The world has been witnessing yet another round of Baghdad bazaar bargaining.
The bazaar shopkeeper cannot be allowed to win his cat-and-mouse bargaining game.
Because he quite clearly has been hammering out in the back shop not some innocent civilian products but a trio of the deadliest, most difficult to control weapons known.
Iraq's Saddam Hussein has cried wolf too many times. His treaty-breaking demands to break off UN inspections of his secret superweapons programs (nuclear, biological, chemical) return like seasons on the calendar.
The Iraqi despot's bobbing and weaving have put Washington in a similar position - that of repeatedly threatening to take tough military steps only to back off after a military buildup, or, at max, make a jabbing missile strike.
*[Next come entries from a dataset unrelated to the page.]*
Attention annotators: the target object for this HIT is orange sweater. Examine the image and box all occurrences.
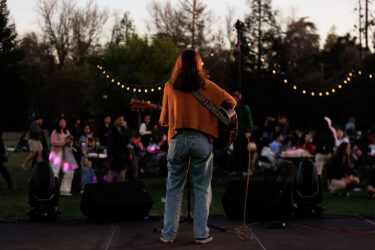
[159,80,237,143]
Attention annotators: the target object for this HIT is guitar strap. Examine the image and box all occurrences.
[193,90,230,126]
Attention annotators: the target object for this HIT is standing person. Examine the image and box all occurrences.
[49,117,74,196]
[99,115,111,148]
[139,115,152,148]
[345,116,356,140]
[21,116,44,171]
[69,116,81,140]
[327,142,360,194]
[233,91,253,174]
[159,49,236,244]
[313,119,335,175]
[0,131,13,189]
[78,124,95,153]
[108,115,133,182]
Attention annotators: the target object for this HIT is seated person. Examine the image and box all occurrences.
[258,138,277,171]
[14,132,29,152]
[327,142,360,194]
[297,132,316,154]
[270,132,283,155]
[367,174,375,198]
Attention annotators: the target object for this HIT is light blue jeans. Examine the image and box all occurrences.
[162,129,213,240]
[81,165,95,190]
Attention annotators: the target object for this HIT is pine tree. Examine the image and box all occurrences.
[0,0,22,70]
[241,0,281,76]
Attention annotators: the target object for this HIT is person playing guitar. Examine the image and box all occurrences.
[159,49,237,244]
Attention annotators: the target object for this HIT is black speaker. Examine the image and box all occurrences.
[222,181,292,220]
[81,181,153,220]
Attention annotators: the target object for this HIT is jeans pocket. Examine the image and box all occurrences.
[193,135,212,159]
[167,137,185,163]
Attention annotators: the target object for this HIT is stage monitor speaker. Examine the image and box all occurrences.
[81,181,153,220]
[222,181,292,220]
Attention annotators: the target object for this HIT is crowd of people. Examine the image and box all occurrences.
[255,116,375,197]
[0,110,375,200]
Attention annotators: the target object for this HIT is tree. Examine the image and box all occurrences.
[72,0,108,65]
[110,11,135,45]
[323,26,338,52]
[285,17,319,71]
[241,0,281,76]
[149,0,212,51]
[38,0,107,68]
[0,0,30,131]
[148,1,188,47]
[0,0,22,70]
[179,0,212,50]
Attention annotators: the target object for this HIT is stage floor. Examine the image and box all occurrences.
[0,215,375,250]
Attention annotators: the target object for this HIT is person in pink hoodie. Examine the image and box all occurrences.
[49,117,74,196]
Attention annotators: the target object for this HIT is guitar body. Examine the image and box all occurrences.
[130,100,238,149]
[214,107,238,149]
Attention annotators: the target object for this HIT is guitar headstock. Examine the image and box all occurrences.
[130,100,158,110]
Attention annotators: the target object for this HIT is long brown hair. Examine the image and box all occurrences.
[169,49,206,92]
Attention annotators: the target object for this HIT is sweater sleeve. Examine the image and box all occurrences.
[159,83,168,127]
[245,105,253,133]
[221,90,237,109]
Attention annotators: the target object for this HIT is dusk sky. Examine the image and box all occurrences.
[8,0,357,42]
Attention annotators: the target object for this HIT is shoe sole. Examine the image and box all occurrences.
[195,237,214,244]
[160,237,173,244]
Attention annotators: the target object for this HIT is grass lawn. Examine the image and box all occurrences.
[0,146,375,218]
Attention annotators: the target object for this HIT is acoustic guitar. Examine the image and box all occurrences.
[130,100,238,149]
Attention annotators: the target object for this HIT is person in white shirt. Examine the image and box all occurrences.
[139,115,152,148]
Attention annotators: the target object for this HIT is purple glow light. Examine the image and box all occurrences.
[63,162,69,172]
[48,151,56,160]
[53,156,61,166]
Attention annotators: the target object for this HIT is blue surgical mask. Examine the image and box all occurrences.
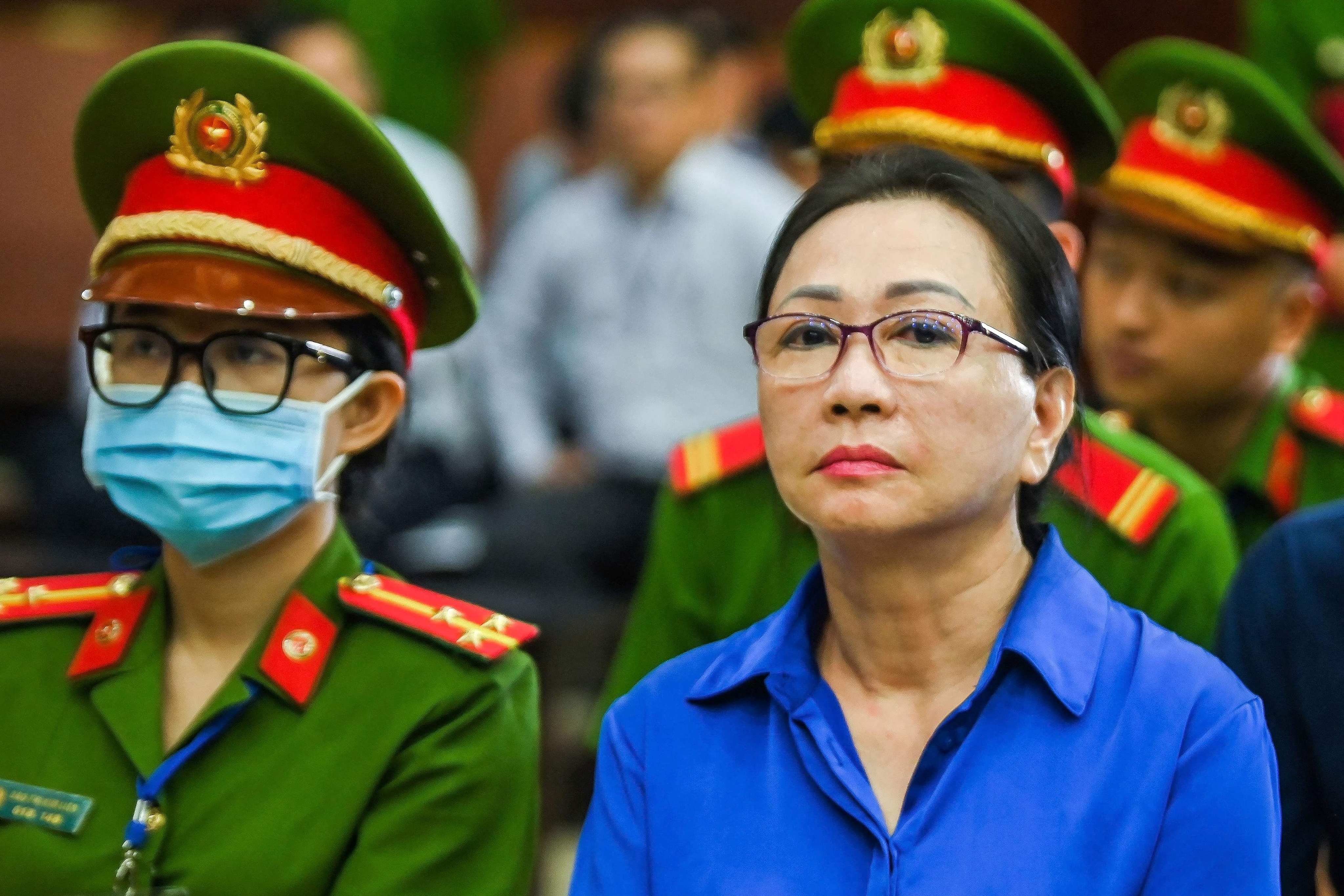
[83,373,370,565]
Except for the US and Britain, veto powers on the UN Security Council have been inclined to settle each time for sending the weapons inspection teams yet another time into battle.
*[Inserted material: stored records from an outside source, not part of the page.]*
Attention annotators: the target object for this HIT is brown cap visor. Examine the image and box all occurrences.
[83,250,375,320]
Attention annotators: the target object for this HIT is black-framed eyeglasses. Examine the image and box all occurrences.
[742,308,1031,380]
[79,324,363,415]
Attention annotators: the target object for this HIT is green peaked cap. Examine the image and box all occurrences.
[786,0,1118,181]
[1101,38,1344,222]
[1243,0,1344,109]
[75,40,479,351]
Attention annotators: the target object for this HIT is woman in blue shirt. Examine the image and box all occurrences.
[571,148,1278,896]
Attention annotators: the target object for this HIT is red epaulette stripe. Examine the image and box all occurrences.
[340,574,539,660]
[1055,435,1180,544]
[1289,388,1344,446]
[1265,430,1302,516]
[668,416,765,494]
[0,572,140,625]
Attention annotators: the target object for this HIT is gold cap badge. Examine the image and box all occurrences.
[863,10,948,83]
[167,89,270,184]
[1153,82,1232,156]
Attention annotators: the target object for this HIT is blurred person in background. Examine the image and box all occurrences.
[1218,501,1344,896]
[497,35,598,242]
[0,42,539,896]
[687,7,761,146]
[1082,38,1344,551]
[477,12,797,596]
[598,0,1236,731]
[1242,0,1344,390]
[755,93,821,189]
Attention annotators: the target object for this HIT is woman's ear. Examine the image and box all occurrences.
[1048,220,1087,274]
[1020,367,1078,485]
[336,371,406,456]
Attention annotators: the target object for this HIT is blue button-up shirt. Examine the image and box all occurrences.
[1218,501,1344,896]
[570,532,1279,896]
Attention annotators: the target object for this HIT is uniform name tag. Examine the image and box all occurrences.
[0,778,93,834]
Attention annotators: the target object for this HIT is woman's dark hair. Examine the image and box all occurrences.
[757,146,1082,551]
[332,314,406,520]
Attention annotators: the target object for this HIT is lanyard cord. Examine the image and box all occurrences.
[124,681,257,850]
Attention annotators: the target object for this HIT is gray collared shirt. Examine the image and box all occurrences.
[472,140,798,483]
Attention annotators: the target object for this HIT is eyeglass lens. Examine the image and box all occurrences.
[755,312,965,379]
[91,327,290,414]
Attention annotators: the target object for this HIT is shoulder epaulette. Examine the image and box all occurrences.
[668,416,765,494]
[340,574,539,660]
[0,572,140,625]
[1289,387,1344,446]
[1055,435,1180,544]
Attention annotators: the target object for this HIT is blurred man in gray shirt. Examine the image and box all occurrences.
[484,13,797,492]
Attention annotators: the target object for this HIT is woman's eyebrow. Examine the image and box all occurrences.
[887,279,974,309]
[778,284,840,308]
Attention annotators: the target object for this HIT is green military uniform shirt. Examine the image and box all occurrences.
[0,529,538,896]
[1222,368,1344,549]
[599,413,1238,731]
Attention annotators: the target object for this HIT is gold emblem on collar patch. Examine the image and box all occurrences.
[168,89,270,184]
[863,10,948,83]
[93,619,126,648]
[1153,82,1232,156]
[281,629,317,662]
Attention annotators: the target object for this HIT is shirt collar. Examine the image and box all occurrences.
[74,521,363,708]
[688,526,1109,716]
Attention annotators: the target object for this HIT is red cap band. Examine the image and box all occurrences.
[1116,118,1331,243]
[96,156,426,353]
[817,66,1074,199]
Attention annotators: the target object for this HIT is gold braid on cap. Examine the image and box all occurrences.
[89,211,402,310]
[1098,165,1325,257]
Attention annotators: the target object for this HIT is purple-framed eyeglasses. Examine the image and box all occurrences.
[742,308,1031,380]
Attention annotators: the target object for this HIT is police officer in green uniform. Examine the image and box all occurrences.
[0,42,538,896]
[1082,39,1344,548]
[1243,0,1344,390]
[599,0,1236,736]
To describe it as a battle is no exaggeration. The inspectors have had to operate with speed, guile, and bravado to counter the rapid movement of evidence by Hussein's guardians.
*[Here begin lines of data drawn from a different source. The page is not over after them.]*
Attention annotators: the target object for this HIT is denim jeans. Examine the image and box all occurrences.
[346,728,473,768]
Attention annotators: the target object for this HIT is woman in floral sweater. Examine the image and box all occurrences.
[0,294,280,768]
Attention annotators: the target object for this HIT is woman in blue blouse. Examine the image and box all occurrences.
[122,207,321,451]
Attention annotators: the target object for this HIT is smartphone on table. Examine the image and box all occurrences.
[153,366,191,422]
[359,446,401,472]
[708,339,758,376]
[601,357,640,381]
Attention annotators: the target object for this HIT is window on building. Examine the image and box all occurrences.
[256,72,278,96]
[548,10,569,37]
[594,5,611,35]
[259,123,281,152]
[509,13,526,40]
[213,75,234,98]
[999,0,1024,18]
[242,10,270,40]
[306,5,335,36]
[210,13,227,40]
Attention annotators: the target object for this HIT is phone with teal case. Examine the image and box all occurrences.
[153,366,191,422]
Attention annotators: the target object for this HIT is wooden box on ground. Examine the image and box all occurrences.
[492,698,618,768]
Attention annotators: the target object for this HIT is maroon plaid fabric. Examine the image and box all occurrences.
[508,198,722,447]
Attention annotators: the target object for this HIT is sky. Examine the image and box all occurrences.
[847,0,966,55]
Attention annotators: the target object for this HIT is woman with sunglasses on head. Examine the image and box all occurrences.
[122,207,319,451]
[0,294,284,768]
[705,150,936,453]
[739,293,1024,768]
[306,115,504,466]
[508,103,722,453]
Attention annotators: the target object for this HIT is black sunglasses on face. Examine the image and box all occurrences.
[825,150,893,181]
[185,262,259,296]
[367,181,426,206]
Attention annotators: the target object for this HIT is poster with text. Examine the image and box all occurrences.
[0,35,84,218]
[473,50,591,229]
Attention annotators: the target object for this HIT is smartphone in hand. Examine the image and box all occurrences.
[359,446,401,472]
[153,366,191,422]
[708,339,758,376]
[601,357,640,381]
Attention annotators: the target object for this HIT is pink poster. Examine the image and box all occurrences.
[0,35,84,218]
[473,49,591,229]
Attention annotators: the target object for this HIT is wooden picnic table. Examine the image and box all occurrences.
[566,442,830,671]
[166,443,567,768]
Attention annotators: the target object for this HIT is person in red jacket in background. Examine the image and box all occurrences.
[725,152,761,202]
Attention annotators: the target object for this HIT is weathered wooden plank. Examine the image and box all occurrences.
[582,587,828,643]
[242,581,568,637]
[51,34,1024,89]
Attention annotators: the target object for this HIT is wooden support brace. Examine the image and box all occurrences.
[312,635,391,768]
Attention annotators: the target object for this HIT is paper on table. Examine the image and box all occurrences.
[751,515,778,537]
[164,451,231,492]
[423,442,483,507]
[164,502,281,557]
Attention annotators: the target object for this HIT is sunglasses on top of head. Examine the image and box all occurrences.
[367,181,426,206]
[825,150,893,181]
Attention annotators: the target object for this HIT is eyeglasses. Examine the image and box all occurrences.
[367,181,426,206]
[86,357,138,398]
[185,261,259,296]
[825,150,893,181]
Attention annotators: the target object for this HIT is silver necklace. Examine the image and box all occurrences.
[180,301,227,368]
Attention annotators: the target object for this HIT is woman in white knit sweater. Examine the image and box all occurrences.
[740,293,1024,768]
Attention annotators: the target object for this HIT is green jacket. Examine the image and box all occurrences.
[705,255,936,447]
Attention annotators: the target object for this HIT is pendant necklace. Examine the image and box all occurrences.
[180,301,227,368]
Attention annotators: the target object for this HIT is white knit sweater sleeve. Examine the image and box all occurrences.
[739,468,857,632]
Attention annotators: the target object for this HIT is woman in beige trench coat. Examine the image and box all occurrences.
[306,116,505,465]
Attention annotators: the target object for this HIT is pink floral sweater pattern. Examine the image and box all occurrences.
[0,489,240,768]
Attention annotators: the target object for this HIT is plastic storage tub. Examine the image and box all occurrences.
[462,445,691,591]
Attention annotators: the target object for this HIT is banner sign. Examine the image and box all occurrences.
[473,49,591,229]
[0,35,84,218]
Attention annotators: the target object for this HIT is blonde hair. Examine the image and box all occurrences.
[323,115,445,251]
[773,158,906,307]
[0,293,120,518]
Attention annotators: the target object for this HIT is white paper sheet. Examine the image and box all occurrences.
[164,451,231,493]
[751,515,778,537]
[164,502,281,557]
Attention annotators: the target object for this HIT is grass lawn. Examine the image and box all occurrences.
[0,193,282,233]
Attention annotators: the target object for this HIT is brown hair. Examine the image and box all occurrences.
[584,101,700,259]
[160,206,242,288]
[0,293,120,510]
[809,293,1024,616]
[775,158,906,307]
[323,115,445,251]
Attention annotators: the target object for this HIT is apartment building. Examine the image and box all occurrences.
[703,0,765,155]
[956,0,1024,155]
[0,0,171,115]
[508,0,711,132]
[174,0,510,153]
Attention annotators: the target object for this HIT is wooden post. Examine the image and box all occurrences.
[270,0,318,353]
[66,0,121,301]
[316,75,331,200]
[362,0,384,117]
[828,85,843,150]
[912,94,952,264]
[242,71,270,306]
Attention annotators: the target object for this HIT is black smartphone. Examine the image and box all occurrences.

Given the repeated confrontations between Baghdad and much of the rest of the world, what's to be done?
The optimum solution would be for the Security Council to take two steps simultaneously:
1. Send its inspectors back immediately to push into any and all sites likely to hide weapons components, plans, or records of biological, chemical, and nuclear programs.
2. Authorize US forces in the Gulf to make strikes at will at key security targets and weapons sites - if inspectors are thwarted despite Iraq's promise of full cooperation.
Obviously there is a hitch to this approach. Wouldn't the inspectors become human shields at key sites? To answer that, the UN would have to demand that sites be cleared of defending troops that might detain UN teams. And the teams would have to go in with adequate evacuation plans in place. If that can't be agreed in advance, no deal.